Выбрать главу

Затянувшись и пустив дым в разные стороны, они оба будто поняли, как нехорошо быть несговорчивыми, и, желая хоть в чем-то найти согласие, отошли в сторону, держась рядом, нога в ногу, оба высокие, плечистые, и Троицкий о чем-то заговорил, видимо, о чем-то постороннем, отвлеченном, давая понять Скуратову, что он не настаивает на своем предложении ехать в объезд. Надя Ильина смотрела на них с машины, и ей было обидно за Скуратова и жаль Троицкого. Она видела и понимала, что дело было не в том, по какой дороге ехать, а в том, что Троицкий сегодня был, как никогда, взволнованным, возбужденным и попросту не находил себе места, горел каким-то нетерпением движения.
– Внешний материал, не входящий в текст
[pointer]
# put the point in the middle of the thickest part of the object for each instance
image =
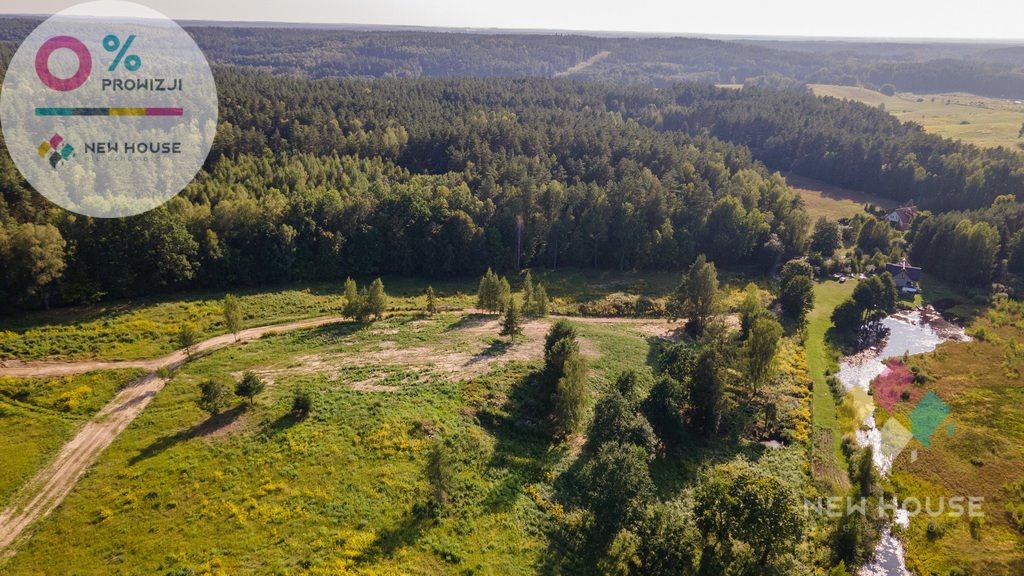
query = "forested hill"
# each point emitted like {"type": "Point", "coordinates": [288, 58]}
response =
{"type": "Point", "coordinates": [987, 70]}
{"type": "Point", "coordinates": [317, 179]}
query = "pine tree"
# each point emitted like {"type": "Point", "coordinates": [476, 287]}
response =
{"type": "Point", "coordinates": [504, 295]}
{"type": "Point", "coordinates": [486, 294]}
{"type": "Point", "coordinates": [352, 303]}
{"type": "Point", "coordinates": [541, 301]}
{"type": "Point", "coordinates": [528, 301]}
{"type": "Point", "coordinates": [377, 300]}
{"type": "Point", "coordinates": [512, 324]}
{"type": "Point", "coordinates": [187, 338]}
{"type": "Point", "coordinates": [249, 386]}
{"type": "Point", "coordinates": [431, 301]}
{"type": "Point", "coordinates": [569, 399]}
{"type": "Point", "coordinates": [232, 315]}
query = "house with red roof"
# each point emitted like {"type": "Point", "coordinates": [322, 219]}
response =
{"type": "Point", "coordinates": [900, 218]}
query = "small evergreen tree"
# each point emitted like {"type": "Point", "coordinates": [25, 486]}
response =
{"type": "Point", "coordinates": [440, 476]}
{"type": "Point", "coordinates": [486, 294]}
{"type": "Point", "coordinates": [540, 301]}
{"type": "Point", "coordinates": [555, 355]}
{"type": "Point", "coordinates": [528, 302]}
{"type": "Point", "coordinates": [249, 386]}
{"type": "Point", "coordinates": [431, 301]}
{"type": "Point", "coordinates": [377, 300]}
{"type": "Point", "coordinates": [187, 338]}
{"type": "Point", "coordinates": [212, 397]}
{"type": "Point", "coordinates": [232, 315]}
{"type": "Point", "coordinates": [504, 295]}
{"type": "Point", "coordinates": [512, 324]}
{"type": "Point", "coordinates": [363, 305]}
{"type": "Point", "coordinates": [569, 399]}
{"type": "Point", "coordinates": [353, 305]}
{"type": "Point", "coordinates": [302, 403]}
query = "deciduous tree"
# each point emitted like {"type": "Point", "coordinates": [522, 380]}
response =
{"type": "Point", "coordinates": [232, 315]}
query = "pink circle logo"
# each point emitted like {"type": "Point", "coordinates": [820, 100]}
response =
{"type": "Point", "coordinates": [43, 64]}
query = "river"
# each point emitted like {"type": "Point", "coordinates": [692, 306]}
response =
{"type": "Point", "coordinates": [909, 332]}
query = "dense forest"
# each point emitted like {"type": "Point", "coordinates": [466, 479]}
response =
{"type": "Point", "coordinates": [317, 178]}
{"type": "Point", "coordinates": [434, 177]}
{"type": "Point", "coordinates": [314, 176]}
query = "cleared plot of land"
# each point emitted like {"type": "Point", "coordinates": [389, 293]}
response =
{"type": "Point", "coordinates": [145, 329]}
{"type": "Point", "coordinates": [978, 120]}
{"type": "Point", "coordinates": [827, 458]}
{"type": "Point", "coordinates": [585, 64]}
{"type": "Point", "coordinates": [38, 415]}
{"type": "Point", "coordinates": [830, 201]}
{"type": "Point", "coordinates": [52, 485]}
{"type": "Point", "coordinates": [257, 491]}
Девушки тоже вышли из машины. Привлеченная необычно зеленой и свежей для этого времени травкой, Надя ушла за придорожную канаву. Здесь, на припеке, пахло весной, началом мая, и не хотелось верить, что кругом все желтеет и жухнет и пахнет осенью. Кто-то сказал, что к весне война должна окончиться. Может быть, эта травка и хотела показать людям, что весна обязательно придет?

Неожиданно к Наде подошел Троицкий, порывисто взял ее за руку, сказал чуть не плача, с дрожью и обидой в голосе:

— Он дурак, Надя, он совсем дурак, этот ваш Скуратов! Понимаешь, я сегодня проводил Ипатова, он уехал, мы с ним хорошо простились. А этот — осел, осел!
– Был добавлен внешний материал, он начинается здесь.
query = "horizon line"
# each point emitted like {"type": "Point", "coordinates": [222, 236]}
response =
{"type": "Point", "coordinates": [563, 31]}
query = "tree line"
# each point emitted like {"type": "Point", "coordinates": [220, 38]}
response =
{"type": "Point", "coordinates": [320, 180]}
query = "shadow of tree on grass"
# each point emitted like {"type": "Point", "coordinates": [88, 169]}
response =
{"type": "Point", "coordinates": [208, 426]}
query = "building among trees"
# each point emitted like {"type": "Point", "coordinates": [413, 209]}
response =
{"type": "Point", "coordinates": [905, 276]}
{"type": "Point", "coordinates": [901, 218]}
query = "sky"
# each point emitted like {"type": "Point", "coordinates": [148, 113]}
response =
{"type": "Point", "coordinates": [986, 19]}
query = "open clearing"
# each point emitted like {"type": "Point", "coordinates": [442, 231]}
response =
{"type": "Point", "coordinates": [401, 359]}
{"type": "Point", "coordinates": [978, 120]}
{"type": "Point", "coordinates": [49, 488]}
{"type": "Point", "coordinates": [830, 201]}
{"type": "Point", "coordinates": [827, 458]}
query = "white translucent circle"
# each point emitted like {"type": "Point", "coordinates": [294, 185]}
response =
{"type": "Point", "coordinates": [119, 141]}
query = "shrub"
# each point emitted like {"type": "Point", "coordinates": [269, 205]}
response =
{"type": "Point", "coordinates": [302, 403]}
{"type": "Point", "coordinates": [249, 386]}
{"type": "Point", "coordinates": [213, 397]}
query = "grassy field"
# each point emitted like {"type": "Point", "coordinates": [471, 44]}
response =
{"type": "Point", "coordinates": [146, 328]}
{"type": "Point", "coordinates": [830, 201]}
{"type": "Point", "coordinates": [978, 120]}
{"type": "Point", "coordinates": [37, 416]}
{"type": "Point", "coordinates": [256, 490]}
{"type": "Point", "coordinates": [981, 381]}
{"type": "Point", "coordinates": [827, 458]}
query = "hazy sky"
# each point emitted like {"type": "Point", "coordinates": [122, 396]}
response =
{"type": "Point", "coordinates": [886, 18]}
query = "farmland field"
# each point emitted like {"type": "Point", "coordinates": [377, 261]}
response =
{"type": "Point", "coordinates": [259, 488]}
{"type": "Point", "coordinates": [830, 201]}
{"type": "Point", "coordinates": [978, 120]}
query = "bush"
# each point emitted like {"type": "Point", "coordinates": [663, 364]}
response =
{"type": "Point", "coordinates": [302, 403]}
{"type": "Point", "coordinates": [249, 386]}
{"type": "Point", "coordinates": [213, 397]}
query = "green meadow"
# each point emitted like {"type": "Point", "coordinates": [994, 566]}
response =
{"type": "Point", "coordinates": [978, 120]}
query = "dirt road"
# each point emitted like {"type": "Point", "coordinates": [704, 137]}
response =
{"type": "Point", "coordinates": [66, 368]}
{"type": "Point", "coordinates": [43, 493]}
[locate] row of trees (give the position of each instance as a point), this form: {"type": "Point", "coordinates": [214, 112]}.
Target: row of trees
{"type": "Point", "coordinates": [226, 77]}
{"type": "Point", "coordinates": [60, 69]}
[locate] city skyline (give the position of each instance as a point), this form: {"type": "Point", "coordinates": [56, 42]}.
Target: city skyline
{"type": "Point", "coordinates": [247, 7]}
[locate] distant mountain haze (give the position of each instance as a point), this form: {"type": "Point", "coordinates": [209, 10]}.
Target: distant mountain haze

— Ах, какой вы нервный сегодня, Евгений Васильевич! — укоризненно сказала Надя.

— Ты послушай, послушай, Надюша. Я ему сказал о литературе. О том, что она призвана воспитывать человека красивым. Я ему сказал, что этого она еще в полную меру не делает, что иные бумагомаратели иногда пищат, а не поют, а о нашем человеке надо только петь. Я ему сказал, что петь — это еще не значит восхвалять, славословить, что Гоголь и Щедрин тоже пели, бичуя глупость и грязь, что воспитывать человека красивым — это кроме прочего очищать его и от грязи. А Скуратов? Он отшатнулся от меня, он накричал. Он сказал, что нечего думать о таких вещах, что об этом и без нас есть кому подумать. Мало того, он сказал, что я чуть ли не смутьян и он, Скуратов, еще подумает, не стоит ли сказать об этом кому следует. Он дурак, дурак, Надя!..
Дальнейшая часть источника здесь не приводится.